Anyway, if you want to get in on some of that nightmarish fun, SaiDaiOuJou is now available on Switch. If you want to get in on a more moderate and reasonable form of said fun, know that Inbachi is very much an optional challenge—just triggering the fight in the first place requires near flawless play—and the console release of SaiDaiOuJou comes with a lot of different ways to tailor the difficulty and play experience to your liking. There’s an easier Novice mode, an arrange mode (the same underlying game but with revamped systems), and a variety of different settings and modifiers.
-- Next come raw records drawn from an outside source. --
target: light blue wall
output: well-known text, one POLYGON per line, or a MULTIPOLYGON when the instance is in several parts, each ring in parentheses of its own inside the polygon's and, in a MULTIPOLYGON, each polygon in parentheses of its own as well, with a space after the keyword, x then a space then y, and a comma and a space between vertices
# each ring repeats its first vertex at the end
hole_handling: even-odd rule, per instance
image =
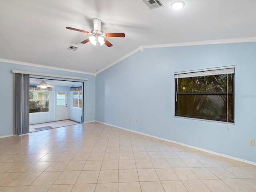
MULTIPOLYGON (((88 78, 84 82, 84 121, 95 120, 95 77, 93 75, 0 62, 0 137, 13 134, 13 70, 88 78), (90 114, 92 112, 92 115, 90 114)), ((47 78, 45 76, 43 78, 47 78)), ((54 78, 66 80, 70 79, 54 78)))
POLYGON ((97 75, 96 120, 256 162, 249 145, 256 139, 255 50, 251 42, 139 51, 97 75), (174 117, 174 72, 231 65, 234 124, 174 117))

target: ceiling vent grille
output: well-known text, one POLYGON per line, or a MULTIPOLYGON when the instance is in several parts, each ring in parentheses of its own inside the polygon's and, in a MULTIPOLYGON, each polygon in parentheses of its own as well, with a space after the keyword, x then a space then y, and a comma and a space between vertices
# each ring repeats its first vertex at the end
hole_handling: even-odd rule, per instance
POLYGON ((142 1, 150 9, 164 6, 164 4, 160 0, 143 0, 142 1))
POLYGON ((69 49, 70 50, 72 50, 72 51, 76 51, 77 49, 78 49, 78 47, 75 47, 74 46, 72 46, 70 45, 68 47, 68 49, 69 49))

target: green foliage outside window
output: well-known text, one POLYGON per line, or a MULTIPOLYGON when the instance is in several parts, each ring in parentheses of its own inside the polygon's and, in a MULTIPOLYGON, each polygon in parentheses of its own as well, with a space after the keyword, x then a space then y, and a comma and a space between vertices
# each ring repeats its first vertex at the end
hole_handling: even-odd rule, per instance
POLYGON ((234 122, 233 78, 224 74, 176 80, 176 115, 234 122))

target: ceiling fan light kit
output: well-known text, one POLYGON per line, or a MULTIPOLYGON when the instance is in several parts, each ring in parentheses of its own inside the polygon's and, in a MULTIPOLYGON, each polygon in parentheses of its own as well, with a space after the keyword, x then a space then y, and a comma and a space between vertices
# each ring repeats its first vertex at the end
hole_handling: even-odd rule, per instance
POLYGON ((91 32, 70 27, 66 27, 66 28, 90 34, 92 36, 82 41, 81 43, 85 44, 90 41, 92 44, 95 46, 97 45, 97 42, 98 42, 100 45, 105 44, 108 47, 111 47, 113 46, 113 45, 106 39, 106 37, 124 37, 125 36, 125 34, 124 33, 104 33, 103 30, 101 29, 101 21, 97 18, 93 18, 93 26, 94 29, 91 32))

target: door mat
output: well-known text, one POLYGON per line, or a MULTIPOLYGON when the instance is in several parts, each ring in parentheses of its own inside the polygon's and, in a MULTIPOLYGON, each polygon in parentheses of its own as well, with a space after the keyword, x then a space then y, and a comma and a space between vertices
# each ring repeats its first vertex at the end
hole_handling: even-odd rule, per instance
POLYGON ((53 128, 51 126, 47 126, 46 127, 39 127, 38 128, 34 128, 34 129, 36 130, 37 131, 40 131, 41 130, 45 130, 46 129, 51 129, 52 128, 53 128))

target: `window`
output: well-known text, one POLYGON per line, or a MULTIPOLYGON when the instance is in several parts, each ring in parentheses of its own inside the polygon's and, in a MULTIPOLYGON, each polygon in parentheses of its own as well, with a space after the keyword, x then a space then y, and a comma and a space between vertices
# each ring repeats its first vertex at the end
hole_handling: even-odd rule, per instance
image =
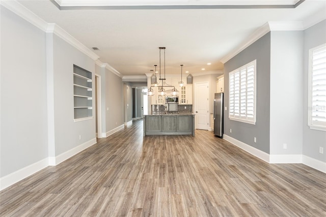
POLYGON ((256 123, 256 60, 229 73, 229 118, 256 123))
POLYGON ((326 131, 326 44, 309 50, 308 125, 326 131))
It’s still a tough game on default settings, and even the Novice mode is nothing to sneeze at, but if you want to just credit feed and/or make yourself borderline invincible, you can do that.
The Switch release is a port of the Japanese Xbox 360 version, with no English translation for the global release, unfortunately. The main menus are in English, and the game is still very much playable even if you can’t Japanese (it’s an arcade action game, after all—not exactly text-heavy), but you may need to fumble around settings menus and use other resources in lieu of an English tutorial, like Shmups Wiki’s very detailed guide.